Projects
BIAS employs nine part time staff and also draws on the expertise of around 30 trained volunteer advocates.
Mental
Health
Two specialist workers provide individual, issue based advocacy for people with mental health problems, supporting them through Tribunal and Compulsory Treatment Order processes and assisting them to prepare Advance Statements. Their role is to ensure people are consulted, included in discussions and decisions and listened to on issues regarding their care and treatment.
Learning Disability
A further worker specialises in supporting adults with a learning disability, particularly where they are subject to compulsory powers, ensuring that their views and wishes are taken into account in decisions affecting their freedoms and quality of life.
Occasionally, it may be that the person is unable to clearly express their wishes (due to incapacity) and the advocacy worker will try to get to know the person and any other significant people involved in the person’s life to build a picture of what the person is likely to want, based on past experience. Where there is a non- instructed element in advocacy provision, our role is to represent a person’s likely views as if they were our own and make sure that all possible options are explored on their behalf, challenging decisions or seeking justification, where necessary.
Older People
We run a project aimed specifically at meeting the needs of older people in residential care homes. (OPA –Old People’s Outreach Project). This project sits alongside our Citizen Advocacy for Older People (CAFOP) project which matches older, isolated individuals in care homes or the community with a volunteer advocate who will develop a trusting, personalised relationship with the older person and ensure, again, that the older person’s rights and wishes are respected. The volunteer will also help the older person to maintain meaningful links with the wider community.
Generic Advocacy
Advocacy for All (AFA) is our generic advocacy service and provides issue-based, short term advocacy via a trained volunteer.
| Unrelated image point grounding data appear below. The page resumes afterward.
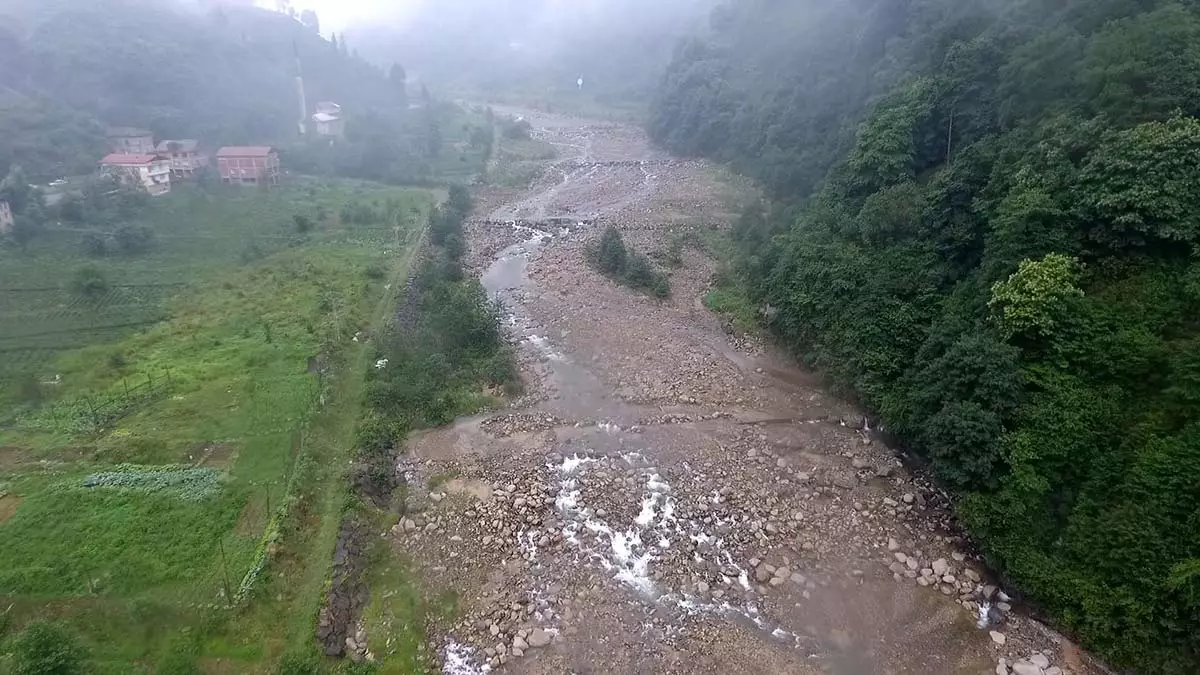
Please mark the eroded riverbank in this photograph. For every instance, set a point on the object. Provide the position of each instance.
(664, 501)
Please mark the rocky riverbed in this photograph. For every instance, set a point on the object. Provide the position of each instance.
(665, 499)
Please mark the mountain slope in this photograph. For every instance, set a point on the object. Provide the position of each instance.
(991, 242)
(225, 76)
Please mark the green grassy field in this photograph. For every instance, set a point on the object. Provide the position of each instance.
(195, 233)
(179, 466)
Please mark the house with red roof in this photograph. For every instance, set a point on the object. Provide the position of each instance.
(127, 139)
(185, 156)
(249, 165)
(148, 171)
Together with the individual, the advocate explores varied and complex issues, including NHS complaints, care in the community issues, homelessness, access to care/carer assessments etc.
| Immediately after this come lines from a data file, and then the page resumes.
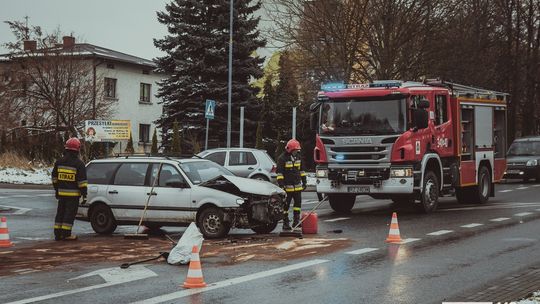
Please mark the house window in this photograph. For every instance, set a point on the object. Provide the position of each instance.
(144, 133)
(110, 87)
(145, 92)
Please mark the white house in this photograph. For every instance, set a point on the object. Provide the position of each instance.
(128, 81)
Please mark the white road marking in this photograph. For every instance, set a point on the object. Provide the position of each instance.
(495, 206)
(338, 219)
(112, 276)
(500, 219)
(440, 232)
(171, 297)
(362, 251)
(19, 211)
(409, 240)
(472, 225)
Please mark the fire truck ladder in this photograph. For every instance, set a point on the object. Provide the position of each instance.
(460, 90)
In addition to all of these, we are currently piloting two very innovative projects, unique to the Scottish Borders and, indeed, Scotland:
Young People
Our first is a Peer Advocacy project based in Peebles High School which matches excluded or isolated young people with additional support needs with a 5th or 6th year peer advocate who will help them make the transition from Primary 7 to High School or High School to further education, working alongside each other to make the school experience more inclusive and promoting young people’s rights.
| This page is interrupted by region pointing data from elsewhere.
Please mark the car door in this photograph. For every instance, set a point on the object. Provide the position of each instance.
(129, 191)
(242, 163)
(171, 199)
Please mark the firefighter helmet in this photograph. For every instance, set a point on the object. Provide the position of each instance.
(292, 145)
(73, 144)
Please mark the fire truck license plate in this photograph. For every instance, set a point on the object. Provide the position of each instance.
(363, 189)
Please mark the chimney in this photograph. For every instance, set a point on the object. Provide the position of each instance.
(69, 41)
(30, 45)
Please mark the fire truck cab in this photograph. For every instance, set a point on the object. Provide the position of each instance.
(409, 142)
We hope to be able to develop this project further by expanding into more of the Region’s High Schools in the future.
Families
Secondly, we have a dedicated worker supporting the families and parents of young people who are subject to child protection measures, ensuring that the parents are fully informed, consulted and included in decisions affecting the care of their children, make the process less traumatic.
This is an area of work we feel is of particular value and hope to expand its scope to include working with children themselves, either where they are affected by child protection issues or are involved with the Children’s Reporter/Children’s Panel.